The hospital added it was concerned to hear the professor state in the witness box at the High Court hearing on 13 July that he had a financial interest in some of the treatment he proposed prescribing for Charlie.
‘Sorry we couldn’t save you’
Charlie has encephalomyopathic mitochondrial DNA depletion syndrome. He has brain damage and cannot move his arms or legs.
His parents had asked Mr Justice Francis to rule that their son should be allowed to undergo a trial of nucleoside therapy in New York, a move opposed by London’s Great Ormond Street Hospital, which argued it would be “futile”.
The Family Division of the High Court heard on Monday that US neurologist Dr Michio Hirano was no longer willing to offer the experimental therapy after he had seen the results of a new MRI scan last week.
Speaking outside court, Mr Gard said: “We are now going to spend our last precious moments with our son Charlie, who unfortunately won’t make his first birthday in just under two weeks’ time.
“Mummy and Daddy love you so much Charlie, we always have and we always will and we are so sorry that we couldn’t save you.”
Mr Justice Francis said he hoped lessons could be learned from the “tragic” case.
He has suggested that parents and hospital bosses who disagree over life-or-death treatment for children should be forced to mediate in a bid to avoid litigation.
“I recognise, of course, that negotiating issues such as the life or death of a child seems impossible and often will be,” he said.
“However, it is my clear view that mediation should be attempted in all cases such as this one, even if all that it does is achieve a greater understanding by the parties of each other’s positions.”
Mr Gard’s and Ms Yates’s five-month legal battle started after doctors at Great Ormond Street had said the therapy would not help and that life-support treatment should stop.
They subsequently failed to overturn rulings in the High Court, Court of Appeal and Supreme Court in London, and also failed to persuade judges at the European Court of Human Rights to intervene.

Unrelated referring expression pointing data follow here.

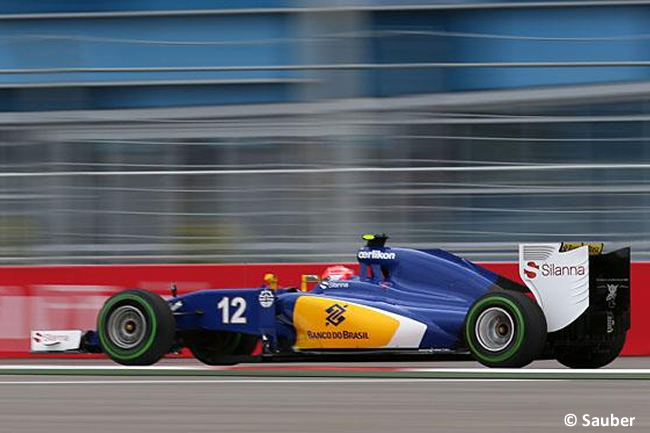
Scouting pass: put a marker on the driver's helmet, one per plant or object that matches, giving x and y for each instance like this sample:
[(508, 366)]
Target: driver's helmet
[(337, 273)]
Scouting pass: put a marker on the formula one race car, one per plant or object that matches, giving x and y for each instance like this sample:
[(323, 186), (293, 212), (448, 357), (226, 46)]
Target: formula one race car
[(574, 307)]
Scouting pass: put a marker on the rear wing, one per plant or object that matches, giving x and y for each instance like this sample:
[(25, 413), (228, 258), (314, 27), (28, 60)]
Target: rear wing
[(570, 280)]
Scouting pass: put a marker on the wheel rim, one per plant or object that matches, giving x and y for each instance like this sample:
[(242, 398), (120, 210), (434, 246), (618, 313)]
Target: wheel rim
[(494, 329), (127, 327)]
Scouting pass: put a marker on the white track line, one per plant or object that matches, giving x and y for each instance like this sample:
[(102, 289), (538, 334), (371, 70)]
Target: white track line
[(253, 381), (479, 371)]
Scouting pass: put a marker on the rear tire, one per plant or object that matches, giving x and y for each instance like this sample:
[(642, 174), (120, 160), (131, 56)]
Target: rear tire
[(136, 327), (221, 348), (505, 329), (591, 356)]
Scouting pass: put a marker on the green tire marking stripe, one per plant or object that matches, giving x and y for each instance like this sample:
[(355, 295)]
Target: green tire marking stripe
[(108, 346), (484, 374), (518, 341)]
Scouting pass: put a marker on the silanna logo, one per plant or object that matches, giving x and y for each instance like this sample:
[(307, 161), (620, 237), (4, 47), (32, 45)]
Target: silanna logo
[(335, 315), (532, 269), (49, 339)]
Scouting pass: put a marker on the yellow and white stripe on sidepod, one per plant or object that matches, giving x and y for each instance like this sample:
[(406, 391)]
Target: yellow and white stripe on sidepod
[(362, 327)]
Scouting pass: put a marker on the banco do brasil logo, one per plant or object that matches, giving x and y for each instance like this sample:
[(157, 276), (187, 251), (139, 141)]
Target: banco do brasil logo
[(335, 315)]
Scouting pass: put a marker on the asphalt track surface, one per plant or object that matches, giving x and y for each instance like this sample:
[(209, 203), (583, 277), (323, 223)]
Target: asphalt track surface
[(136, 403)]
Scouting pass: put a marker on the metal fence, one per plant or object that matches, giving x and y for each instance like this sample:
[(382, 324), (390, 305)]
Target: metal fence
[(301, 182)]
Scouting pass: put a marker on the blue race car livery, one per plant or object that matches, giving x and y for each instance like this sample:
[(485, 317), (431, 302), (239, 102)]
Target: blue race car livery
[(574, 306)]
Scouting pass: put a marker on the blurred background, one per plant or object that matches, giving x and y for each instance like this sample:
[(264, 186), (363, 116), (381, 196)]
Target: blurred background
[(153, 131)]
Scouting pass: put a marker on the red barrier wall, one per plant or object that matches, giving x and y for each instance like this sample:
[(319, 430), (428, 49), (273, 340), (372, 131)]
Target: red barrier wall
[(68, 297)]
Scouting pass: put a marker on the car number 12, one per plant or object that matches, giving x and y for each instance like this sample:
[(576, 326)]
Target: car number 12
[(238, 304)]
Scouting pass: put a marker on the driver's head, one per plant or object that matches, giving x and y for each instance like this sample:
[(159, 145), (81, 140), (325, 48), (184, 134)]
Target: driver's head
[(337, 273)]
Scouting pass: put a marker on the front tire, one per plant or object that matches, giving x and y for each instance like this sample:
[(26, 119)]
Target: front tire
[(505, 329), (136, 327)]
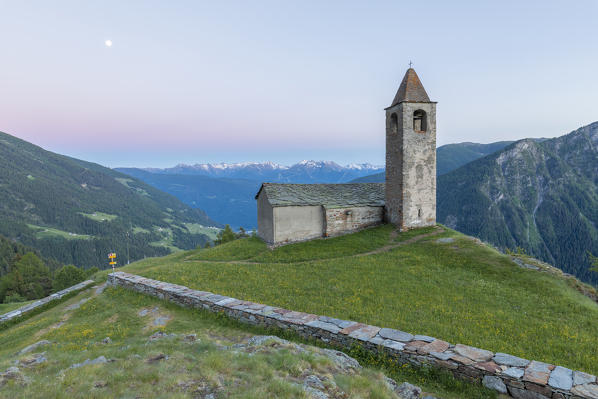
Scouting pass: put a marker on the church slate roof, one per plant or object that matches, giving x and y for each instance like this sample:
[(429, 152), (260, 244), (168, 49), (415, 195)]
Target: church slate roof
[(328, 195), (411, 90)]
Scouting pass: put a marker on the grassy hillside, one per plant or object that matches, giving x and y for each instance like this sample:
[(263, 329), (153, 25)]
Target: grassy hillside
[(157, 349), (461, 290), (541, 196), (76, 212)]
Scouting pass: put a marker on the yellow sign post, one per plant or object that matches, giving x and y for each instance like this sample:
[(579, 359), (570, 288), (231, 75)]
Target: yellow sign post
[(112, 257)]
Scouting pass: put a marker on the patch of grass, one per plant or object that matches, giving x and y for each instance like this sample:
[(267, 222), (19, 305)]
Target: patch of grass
[(196, 368), (137, 230), (99, 216), (462, 291), (351, 244), (196, 228), (7, 307), (242, 249), (49, 232)]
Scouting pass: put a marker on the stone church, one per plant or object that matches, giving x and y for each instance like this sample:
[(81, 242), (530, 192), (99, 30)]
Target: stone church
[(296, 212)]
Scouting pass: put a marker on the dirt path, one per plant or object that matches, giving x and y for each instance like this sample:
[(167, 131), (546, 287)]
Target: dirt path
[(388, 247)]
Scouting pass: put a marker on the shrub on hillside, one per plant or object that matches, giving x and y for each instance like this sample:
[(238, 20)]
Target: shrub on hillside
[(29, 277), (68, 276)]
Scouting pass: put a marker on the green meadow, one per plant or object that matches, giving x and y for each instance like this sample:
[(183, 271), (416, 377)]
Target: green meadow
[(461, 291), (211, 364)]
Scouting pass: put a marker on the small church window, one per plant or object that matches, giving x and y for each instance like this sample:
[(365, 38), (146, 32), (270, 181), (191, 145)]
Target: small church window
[(419, 121), (394, 123)]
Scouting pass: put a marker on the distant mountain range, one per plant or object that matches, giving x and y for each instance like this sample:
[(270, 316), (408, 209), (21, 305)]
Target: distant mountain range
[(77, 212), (226, 191), (449, 157), (541, 196), (302, 172)]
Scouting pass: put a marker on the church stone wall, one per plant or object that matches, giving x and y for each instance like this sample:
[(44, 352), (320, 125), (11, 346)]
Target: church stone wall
[(265, 227), (411, 167), (419, 168), (346, 220), (507, 374), (297, 223)]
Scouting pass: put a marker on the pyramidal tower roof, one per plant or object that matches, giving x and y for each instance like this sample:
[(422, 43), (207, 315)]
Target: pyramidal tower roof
[(411, 90)]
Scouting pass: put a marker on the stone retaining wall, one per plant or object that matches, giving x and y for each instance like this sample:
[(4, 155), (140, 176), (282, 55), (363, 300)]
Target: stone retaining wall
[(504, 373), (41, 302)]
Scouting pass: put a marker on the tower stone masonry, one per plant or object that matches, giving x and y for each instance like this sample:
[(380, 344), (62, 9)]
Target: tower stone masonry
[(410, 193)]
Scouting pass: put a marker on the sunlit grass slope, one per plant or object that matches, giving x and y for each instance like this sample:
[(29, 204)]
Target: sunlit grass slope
[(461, 291), (209, 365)]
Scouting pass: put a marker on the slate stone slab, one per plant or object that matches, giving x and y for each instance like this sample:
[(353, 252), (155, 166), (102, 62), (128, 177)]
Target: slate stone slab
[(365, 333), (395, 335), (538, 372), (494, 383), (515, 372), (589, 391), (475, 354), (510, 360), (561, 378), (435, 346), (389, 343), (425, 338), (580, 378)]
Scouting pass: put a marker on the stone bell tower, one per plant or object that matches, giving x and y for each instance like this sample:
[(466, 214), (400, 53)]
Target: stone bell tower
[(411, 156)]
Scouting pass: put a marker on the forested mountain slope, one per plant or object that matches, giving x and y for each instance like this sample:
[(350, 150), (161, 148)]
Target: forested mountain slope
[(76, 212), (11, 251), (228, 200), (541, 196)]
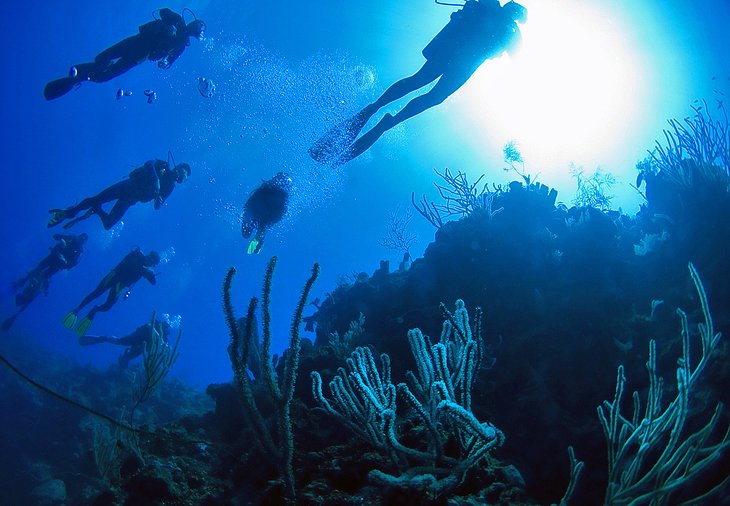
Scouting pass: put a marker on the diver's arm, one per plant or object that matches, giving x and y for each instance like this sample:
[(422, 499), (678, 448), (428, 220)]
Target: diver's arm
[(170, 17), (149, 275), (172, 55)]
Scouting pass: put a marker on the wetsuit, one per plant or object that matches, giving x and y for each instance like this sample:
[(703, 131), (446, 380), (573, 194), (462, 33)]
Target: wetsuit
[(135, 341), (154, 180), (162, 40), (131, 269), (64, 254), (266, 206)]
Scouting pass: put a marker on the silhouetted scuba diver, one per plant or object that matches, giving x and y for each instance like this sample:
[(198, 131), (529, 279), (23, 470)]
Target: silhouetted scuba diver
[(135, 342), (63, 255), (480, 30), (265, 207), (153, 181), (162, 40), (131, 269)]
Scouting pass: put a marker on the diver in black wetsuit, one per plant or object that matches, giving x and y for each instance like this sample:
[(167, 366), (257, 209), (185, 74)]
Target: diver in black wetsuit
[(153, 181), (266, 206), (135, 342), (162, 40), (131, 269), (64, 255), (480, 30)]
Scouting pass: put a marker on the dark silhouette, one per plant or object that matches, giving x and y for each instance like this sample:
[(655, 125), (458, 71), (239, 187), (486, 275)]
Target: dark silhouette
[(265, 207), (131, 269), (135, 342), (63, 255), (479, 31), (153, 181), (162, 40)]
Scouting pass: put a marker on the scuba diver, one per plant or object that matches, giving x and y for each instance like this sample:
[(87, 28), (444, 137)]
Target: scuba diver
[(265, 207), (153, 181), (162, 40), (480, 30), (131, 269), (135, 342), (63, 255)]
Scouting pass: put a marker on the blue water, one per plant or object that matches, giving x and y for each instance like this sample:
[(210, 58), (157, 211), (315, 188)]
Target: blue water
[(285, 72)]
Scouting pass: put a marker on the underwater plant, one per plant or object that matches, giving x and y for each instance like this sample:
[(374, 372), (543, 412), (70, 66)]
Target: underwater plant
[(651, 458), (439, 399), (398, 238), (461, 198), (696, 153), (158, 358), (277, 446), (593, 189)]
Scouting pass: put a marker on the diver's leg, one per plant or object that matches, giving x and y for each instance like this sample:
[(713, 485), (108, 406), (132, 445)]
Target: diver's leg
[(116, 69), (112, 217), (114, 192), (111, 299), (426, 74), (118, 50), (104, 285), (89, 340), (92, 205), (445, 86)]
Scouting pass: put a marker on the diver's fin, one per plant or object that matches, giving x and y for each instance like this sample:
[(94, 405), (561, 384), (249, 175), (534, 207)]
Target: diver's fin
[(83, 326), (59, 87), (338, 138), (69, 320), (254, 246), (89, 340), (71, 223)]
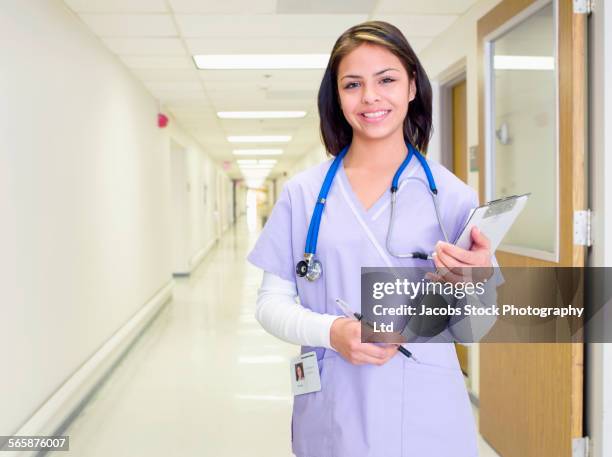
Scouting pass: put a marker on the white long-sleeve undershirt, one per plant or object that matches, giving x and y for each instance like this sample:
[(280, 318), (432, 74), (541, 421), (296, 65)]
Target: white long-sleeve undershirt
[(280, 314)]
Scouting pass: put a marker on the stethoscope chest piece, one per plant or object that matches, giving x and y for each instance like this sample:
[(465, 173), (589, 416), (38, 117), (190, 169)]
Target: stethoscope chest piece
[(310, 268)]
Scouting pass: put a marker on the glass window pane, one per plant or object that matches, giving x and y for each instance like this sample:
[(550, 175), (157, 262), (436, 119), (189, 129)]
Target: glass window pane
[(524, 151)]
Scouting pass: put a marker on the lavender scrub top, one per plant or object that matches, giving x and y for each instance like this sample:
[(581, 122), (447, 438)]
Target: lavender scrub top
[(402, 408)]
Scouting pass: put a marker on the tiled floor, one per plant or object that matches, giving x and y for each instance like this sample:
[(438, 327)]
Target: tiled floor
[(204, 380)]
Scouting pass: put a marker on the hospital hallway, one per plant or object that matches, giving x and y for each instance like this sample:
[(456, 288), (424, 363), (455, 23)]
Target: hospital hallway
[(144, 145), (204, 378)]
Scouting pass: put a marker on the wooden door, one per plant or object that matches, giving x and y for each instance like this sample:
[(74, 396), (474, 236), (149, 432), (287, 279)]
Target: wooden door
[(531, 394)]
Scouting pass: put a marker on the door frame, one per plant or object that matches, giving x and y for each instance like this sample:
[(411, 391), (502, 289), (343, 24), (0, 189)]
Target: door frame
[(572, 139), (453, 75)]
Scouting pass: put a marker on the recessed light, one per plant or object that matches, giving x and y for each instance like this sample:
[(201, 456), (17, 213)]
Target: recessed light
[(259, 138), (261, 114), (260, 61), (254, 152)]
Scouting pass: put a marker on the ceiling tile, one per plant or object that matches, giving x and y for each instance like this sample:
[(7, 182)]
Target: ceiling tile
[(117, 6), (283, 26), (130, 25), (223, 7), (419, 25), (453, 7), (267, 77), (166, 75), (161, 62), (325, 6), (146, 46)]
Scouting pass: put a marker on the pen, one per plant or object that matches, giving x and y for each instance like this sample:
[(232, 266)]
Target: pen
[(348, 312)]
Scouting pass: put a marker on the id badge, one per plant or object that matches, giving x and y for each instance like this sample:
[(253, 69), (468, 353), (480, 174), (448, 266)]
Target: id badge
[(305, 374)]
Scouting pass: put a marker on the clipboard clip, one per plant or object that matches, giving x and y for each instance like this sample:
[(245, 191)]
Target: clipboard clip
[(501, 205)]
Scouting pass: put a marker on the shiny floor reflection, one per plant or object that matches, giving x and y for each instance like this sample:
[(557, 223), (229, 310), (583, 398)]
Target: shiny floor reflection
[(204, 379)]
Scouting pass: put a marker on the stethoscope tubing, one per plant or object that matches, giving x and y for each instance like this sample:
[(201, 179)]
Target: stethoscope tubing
[(315, 220)]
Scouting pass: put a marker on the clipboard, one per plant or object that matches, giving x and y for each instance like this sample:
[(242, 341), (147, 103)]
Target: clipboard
[(494, 219)]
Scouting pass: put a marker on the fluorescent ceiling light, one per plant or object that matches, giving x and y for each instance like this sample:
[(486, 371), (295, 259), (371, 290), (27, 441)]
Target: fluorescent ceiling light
[(256, 152), (260, 61), (259, 138), (524, 63), (261, 114)]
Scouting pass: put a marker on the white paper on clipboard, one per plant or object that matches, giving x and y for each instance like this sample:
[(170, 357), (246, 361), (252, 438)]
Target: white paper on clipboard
[(494, 219)]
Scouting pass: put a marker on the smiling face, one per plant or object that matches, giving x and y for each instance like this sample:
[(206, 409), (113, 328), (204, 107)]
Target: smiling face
[(374, 91)]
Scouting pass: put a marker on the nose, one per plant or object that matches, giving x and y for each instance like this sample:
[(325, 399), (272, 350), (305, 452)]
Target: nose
[(369, 95)]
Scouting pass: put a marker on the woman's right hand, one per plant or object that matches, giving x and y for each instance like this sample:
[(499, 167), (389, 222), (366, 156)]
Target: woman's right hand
[(345, 338)]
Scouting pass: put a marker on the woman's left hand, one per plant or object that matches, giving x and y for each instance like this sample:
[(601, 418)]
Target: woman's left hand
[(451, 260)]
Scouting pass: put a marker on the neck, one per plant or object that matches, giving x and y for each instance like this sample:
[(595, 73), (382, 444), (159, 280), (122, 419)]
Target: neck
[(377, 154)]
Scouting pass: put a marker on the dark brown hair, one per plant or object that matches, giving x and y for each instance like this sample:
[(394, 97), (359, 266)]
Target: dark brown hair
[(336, 132)]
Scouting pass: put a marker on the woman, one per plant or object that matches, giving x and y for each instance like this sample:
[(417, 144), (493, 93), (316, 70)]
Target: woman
[(375, 98)]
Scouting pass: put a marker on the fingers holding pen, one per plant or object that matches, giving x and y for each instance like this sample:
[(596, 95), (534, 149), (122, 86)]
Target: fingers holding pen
[(345, 338)]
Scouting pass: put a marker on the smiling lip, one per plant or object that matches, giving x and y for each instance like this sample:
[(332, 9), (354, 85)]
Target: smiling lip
[(375, 116)]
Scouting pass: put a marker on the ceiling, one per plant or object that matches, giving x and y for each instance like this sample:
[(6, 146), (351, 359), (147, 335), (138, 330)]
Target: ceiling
[(155, 39)]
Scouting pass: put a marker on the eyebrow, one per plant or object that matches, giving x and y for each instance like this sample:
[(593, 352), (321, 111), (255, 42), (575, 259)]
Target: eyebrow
[(375, 74)]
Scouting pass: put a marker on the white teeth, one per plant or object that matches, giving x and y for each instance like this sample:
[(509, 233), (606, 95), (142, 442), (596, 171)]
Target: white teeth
[(376, 114)]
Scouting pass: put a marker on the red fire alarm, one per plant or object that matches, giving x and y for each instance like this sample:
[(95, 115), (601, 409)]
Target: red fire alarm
[(162, 120)]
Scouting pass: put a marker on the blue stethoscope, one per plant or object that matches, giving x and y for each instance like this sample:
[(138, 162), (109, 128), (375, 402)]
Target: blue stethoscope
[(310, 267)]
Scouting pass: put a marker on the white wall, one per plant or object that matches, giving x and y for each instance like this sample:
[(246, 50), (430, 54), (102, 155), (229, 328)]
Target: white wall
[(84, 198), (202, 173)]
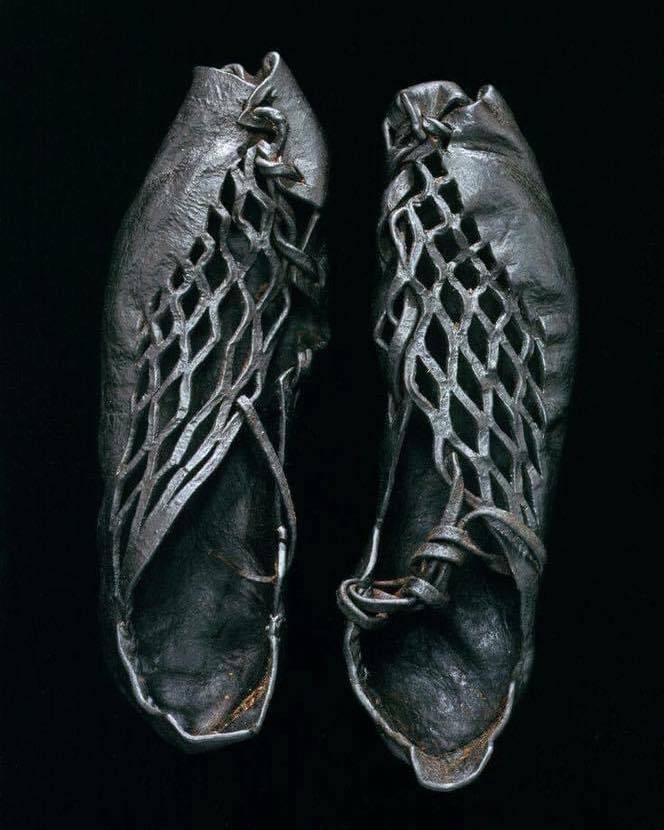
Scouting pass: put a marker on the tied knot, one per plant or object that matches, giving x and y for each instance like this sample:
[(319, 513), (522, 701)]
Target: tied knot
[(370, 603)]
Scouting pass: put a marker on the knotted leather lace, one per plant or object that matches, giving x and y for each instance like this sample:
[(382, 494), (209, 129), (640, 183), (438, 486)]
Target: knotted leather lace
[(370, 603)]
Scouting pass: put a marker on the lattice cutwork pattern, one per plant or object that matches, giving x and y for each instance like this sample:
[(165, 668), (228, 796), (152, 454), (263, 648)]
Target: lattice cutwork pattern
[(207, 338), (457, 339)]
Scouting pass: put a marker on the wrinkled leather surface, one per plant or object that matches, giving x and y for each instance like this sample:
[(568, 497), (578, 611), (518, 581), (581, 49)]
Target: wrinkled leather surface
[(439, 683), (195, 644)]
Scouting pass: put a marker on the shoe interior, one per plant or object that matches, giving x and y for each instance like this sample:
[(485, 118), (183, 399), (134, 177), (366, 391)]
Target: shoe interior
[(439, 677), (199, 623)]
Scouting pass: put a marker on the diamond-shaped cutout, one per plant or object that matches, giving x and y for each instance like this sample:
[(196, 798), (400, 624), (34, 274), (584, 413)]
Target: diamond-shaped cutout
[(468, 381), (165, 322), (447, 245), (168, 359), (385, 331), (143, 380), (502, 416), (467, 275), (478, 340), (215, 270), (527, 489), (531, 445), (500, 455), (435, 341), (463, 423), (434, 164), (197, 250), (253, 211), (427, 213), (404, 230), (486, 255), (258, 276), (498, 496), (426, 384), (214, 225), (450, 192), (177, 277), (243, 353), (469, 229), (452, 301), (426, 272), (169, 402), (491, 304), (514, 334), (189, 300), (533, 406), (227, 193), (506, 371), (536, 365), (200, 335)]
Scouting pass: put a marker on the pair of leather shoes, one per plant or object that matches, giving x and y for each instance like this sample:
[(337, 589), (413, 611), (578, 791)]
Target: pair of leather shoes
[(214, 309)]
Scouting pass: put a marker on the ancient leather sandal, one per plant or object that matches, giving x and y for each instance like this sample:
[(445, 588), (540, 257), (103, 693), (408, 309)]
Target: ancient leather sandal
[(475, 328), (212, 316)]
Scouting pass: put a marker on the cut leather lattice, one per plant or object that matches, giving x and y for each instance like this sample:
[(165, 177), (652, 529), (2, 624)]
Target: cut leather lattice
[(457, 339), (207, 339)]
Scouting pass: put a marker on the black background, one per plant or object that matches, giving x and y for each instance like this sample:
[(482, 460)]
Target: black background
[(88, 92)]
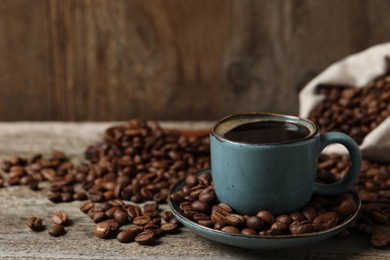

The couple made the “most painful of decisions” on Monday after reviewing new scan results which showed Charlie had deteriorated to the “point of no return”.
In a statement, Great Ormond Street said: “The agony, desolation and bravery of their decision command GOSH’s utmost respect and humble all who work there.”
Mr Gard and Ms Yates hope to establish a foundation to ensure Charlie’s voice “continues to be heard”.
They had raised more than £1.3m for the treatment in the US.